The Roman Catholic Church has established twelve dioceses (Beira, Chimoio, Gurué, Inhambane, Lichinga, Maputo, Nacala, Nampula, Pemba, Quelimane, Tete, and Xai-Xai; archdioceses are Beira, Maputo and Nampula). Statistics for the dioceses range from a low 5.8% Catholics in the population in the diocese of Chimoio, to 32.50% in Quelimane diocese (Anuario catolico de Mocambique 2007).
The Church of Jesus Christ of Latter-day Saints (LDS Church) has established a growing presence in Mozambique. It first began sending missionaries to Mozambique in 1999, and, as of December 2011, has more than 5600 members.
The Baha’i Faith has been present in Mozambique since the early 1950s but did not openly identify itself in those years because of the strong influence of the Catholic Church which did not recognize it officially as a world religion. The independence in 1975 saw the entrance of new pioneers. In total there are about 3,000 declared Baha’is in Mozambique as of 2010. The Administrative Committee is located in Maputo.

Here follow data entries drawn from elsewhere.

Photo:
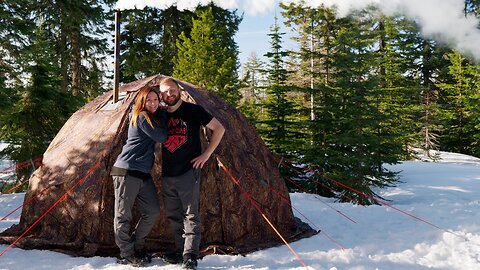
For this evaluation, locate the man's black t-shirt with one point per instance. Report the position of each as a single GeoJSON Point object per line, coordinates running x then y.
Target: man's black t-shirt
{"type": "Point", "coordinates": [183, 142]}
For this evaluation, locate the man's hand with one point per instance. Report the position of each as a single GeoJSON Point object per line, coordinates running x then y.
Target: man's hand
{"type": "Point", "coordinates": [199, 161]}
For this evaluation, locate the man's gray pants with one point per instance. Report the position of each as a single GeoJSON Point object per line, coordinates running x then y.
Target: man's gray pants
{"type": "Point", "coordinates": [181, 196]}
{"type": "Point", "coordinates": [129, 189]}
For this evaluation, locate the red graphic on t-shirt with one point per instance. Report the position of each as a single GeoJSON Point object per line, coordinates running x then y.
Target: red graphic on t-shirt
{"type": "Point", "coordinates": [177, 134]}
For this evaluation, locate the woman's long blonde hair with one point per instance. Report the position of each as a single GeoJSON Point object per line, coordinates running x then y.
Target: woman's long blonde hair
{"type": "Point", "coordinates": [140, 102]}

Muslims are particularly present in the north of the country. They are organized in several “tariqa” or brotherhoods (of the Qadiriya or Shadhuliyyah branch). Two national organizations also exist – the Conselho Islâmico de Moçambique (reformists) and the Congresso Islâmico de Moçambique (pro-Sufi). There are also important Indo-Pakistani associations as well as some Shia and particularly Ismaili communities.
Among the main Protestant churches are Igreja União Baptista de Moçambique, the Assembleias de Deus, the Seventh-day Adventists, the Anglican Church of Southern Africa, the Igreja do Evangelho Completo de Deus, the Igreja Metodista Unida, the Igreja Presbiteriana de Moçambique, the Igreja de Cristo and the Assembleia Evangélica de Deus.